AB 1185 (McCarty) After the police killings of George Floyd, Breonna Taylor, and other unarmed Black Americans, there is a national demand for greater accountability and transparency in policing. Use-of-force and bias complaints are often kept internal to law enforcement agencies, shielded from public view and public accountability. Common Cause supported two bills this year to remove the veil of secrecy around policing abuse. AB
1185 (McCarty) now authorizes counties to create Sheriff Oversight Boards with subpoena power to provide independent review of county law enforcement, including allegations of excessive force and misconduct.
California 2020 Legislation - Vetoed Bills
SB 776 (Skinner) would have changed current law so that all police use-of-force records and allegations of racial bias and sexual misconduct would become disclosable public records, no longer hidden from the public and press. We expect the bill to be reintroduced next year.
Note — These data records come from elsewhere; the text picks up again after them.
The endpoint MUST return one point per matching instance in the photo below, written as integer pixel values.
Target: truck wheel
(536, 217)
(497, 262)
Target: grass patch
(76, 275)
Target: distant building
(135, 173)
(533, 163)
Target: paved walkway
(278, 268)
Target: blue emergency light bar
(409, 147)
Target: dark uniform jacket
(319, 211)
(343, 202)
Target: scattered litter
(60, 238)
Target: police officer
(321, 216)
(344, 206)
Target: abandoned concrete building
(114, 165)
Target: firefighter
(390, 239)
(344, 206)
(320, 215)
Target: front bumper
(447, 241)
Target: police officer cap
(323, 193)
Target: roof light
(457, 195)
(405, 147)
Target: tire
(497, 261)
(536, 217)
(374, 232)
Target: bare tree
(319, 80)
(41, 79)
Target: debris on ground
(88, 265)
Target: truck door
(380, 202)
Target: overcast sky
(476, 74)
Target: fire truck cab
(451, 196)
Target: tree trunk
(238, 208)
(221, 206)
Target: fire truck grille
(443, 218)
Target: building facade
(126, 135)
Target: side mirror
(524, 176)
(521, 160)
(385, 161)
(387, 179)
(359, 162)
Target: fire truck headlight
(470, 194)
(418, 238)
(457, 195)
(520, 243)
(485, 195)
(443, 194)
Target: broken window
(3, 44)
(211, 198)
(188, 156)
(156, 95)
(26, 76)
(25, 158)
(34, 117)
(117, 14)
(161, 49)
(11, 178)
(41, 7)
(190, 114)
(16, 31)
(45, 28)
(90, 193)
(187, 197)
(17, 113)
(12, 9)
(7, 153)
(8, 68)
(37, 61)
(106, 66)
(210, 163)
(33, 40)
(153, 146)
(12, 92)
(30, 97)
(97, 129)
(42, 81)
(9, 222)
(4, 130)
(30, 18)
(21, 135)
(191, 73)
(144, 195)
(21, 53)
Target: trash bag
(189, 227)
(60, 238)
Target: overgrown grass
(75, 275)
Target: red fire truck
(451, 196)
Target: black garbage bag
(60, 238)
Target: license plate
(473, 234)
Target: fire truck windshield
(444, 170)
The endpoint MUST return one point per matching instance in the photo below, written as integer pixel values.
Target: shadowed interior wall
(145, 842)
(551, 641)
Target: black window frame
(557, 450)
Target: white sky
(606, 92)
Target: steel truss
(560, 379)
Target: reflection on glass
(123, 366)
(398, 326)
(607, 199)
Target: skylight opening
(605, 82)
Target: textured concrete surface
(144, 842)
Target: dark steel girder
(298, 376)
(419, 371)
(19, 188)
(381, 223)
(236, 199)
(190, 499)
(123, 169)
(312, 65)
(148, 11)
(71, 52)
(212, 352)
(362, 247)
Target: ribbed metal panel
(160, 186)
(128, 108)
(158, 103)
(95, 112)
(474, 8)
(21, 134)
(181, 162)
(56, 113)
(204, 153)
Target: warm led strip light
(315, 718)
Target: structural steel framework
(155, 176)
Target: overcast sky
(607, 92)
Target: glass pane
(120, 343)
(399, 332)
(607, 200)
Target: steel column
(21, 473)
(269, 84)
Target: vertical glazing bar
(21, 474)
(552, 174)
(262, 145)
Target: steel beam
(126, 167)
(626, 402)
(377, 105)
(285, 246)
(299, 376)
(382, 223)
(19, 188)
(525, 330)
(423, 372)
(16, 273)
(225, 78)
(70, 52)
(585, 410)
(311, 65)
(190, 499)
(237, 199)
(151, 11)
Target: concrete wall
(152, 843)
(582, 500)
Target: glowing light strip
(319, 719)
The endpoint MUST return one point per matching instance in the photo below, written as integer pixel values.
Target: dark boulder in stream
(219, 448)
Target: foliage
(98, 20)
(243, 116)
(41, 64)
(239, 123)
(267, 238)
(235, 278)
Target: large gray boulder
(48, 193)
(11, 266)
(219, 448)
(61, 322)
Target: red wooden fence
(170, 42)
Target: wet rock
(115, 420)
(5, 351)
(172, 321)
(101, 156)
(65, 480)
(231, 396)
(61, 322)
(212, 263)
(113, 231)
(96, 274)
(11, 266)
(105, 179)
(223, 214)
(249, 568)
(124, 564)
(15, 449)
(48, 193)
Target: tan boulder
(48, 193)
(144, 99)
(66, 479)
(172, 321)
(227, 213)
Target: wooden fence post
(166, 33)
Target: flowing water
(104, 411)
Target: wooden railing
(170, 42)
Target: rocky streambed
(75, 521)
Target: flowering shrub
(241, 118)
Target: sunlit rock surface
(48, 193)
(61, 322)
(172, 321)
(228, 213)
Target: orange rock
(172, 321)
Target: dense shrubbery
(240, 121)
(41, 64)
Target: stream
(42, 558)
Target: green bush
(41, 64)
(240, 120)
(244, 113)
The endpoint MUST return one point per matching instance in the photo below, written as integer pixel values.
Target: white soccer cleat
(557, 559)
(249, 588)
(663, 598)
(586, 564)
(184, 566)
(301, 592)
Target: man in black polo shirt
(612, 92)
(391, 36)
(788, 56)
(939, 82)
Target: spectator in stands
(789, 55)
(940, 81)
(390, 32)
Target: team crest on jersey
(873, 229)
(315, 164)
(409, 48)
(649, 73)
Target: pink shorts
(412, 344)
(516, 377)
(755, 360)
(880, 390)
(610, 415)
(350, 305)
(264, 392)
SB 1064 (Skinner) would prohibit an employee of, or private entity under contract with, CDCR (California Department of Corrections and Rehabilitation) from finding any state prisoner guilty of a rules violation if that finding or decision is based on, or relies on, in whole or in part, any information from an in-custody confidential informant that is neither corroborated nor reliable. The bill would additionally prohibit an employee of, or private entity under contract with, the board from making a finding or decision about any state prisoner that is based on, or relies on, in whole or in part, uncorroborated allegations from an in-custody confidential informant that have not been found true following a disciplinary hearing at which the subject was provided notice, among other requirements. The bill would require a state prisoner to receive, 10 days before these types of proceedings, a summary notice of any information provided by an in-custody confidential informant that may be used in the decision that includes, among other things, the actual or approximate date the information was provided to the department. The bill would define when information from an in-custody confidential informant is corroborated or reliable. A veto message can be found here.
AB 2054 (Kamlager) This bill would have enacted the Community Response Initiative to Strengthen Emergency Systems Act (C.R.I.S.E.S. Act) for the purpose of creating, implementing, and evaluating the C.R.I.S.E.S. Act Grant Pilot Program, which the act would establish. The bill would require the Office of Emergency Services to establish rules and regulations for the act with the goal of making grants to community organizations, over 3 years, for the purpose of expanding the participation of community organizations in emergency response for specified vulnerable populations. The bill would require that grantees receive a minimum award of $250,000 per year. The bill would require a community organization receiving funds pursuant to the program to use the grant to stimulate and support involvement in emergency response activities that do not require a law enforcement officer, as specified.